法人成りした際に屋号と実績を紐付けしやすい
屋号があると法人成りの際に実績を紐付けしやすいです。個人事業主が法人化する際は屋号に「株式会社」「合同会社」など法人形態を加えるだけの場合がほとんどです。屋号がなければ法人化前後の実績の関係性が示しにくいのです。
屋号の決め方:押さえるべき4点
屋号を持つことのメリットは上述の通りです。費用や手間をかけずに決められるので、ぜひ開業届を出す際には屋号を決めましょう。ただし、屋号を適当に決めることはおすすめしません。最低限、以下の点を守って屋号を決めれば、事業にも恩恵をもたらす屋号を持つことができます。
ネット検索で上位に表示される屋号にする
どのような事業でもインターネット上のプレゼンス(存在感)は重要です。Googleの調査『4 new moments every marketer should know』によると、情報を求める際に多くの人々がインターネットを使用しているからです。これは地域の八百屋さんでも、Webマーケティング会社でも関係なく「ネット上の認知度が重要である」ことを示しています。
そこで、決めようとしている屋号が「すでに他の競合に使われていないか」を調べましょう。1件もヒットしない屋号であれば、他の競合のサイトやネット上の評判に被ることがなく、ネット上の認知度を総取りすることができます。
ドメインが取れる屋号にする
屋号はドメインが取得できるか確認することも大切です。
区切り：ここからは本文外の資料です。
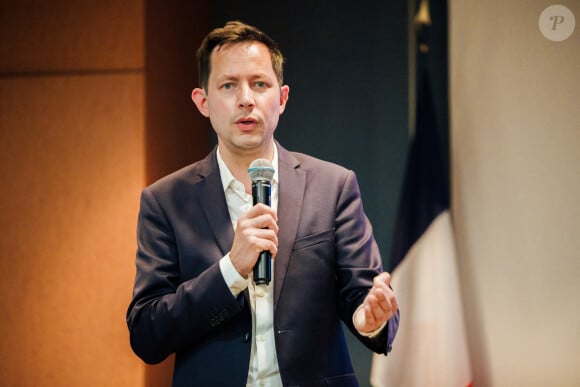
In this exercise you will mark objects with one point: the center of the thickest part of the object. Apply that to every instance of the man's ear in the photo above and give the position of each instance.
(199, 98)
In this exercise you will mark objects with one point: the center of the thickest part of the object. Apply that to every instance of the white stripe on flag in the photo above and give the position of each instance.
(430, 348)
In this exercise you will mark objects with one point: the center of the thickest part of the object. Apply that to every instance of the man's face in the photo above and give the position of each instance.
(243, 99)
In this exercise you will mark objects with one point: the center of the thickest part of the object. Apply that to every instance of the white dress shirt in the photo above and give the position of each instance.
(263, 368)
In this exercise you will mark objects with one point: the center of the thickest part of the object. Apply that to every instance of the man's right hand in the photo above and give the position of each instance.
(256, 231)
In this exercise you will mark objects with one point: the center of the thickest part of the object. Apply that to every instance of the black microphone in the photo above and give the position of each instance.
(261, 173)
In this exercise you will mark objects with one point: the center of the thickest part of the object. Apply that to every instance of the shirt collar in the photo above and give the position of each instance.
(228, 178)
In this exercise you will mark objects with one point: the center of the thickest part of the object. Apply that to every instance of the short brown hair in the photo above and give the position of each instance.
(235, 32)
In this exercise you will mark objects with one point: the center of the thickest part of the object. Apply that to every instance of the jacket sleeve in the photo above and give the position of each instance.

ドメインとはサイトのURLです。好きな文字列で取得できますが、既に使われているドメインは取れません。
ドメインの例:https://entrecollege.com
覚えやすい屋号にする
屋号は、簡単に覚えられることが大事です。オシャレな屋号に憧れるかもしれませんが、相手に覚えてもらえなければ屋号の意味は半減します。一度聞いたら覚えられる屋号の方が、親しみが持ちやすく、成約にも繋がるでしょう。
口に出しやすい屋号にする
屋号を口に出す際に発音しやすいか、口に出して恥ずかしくないかは重要です。言いにくい屋号は顧客も口に出してくれません。そうなると屋号をつけても覚えられることがなくなります。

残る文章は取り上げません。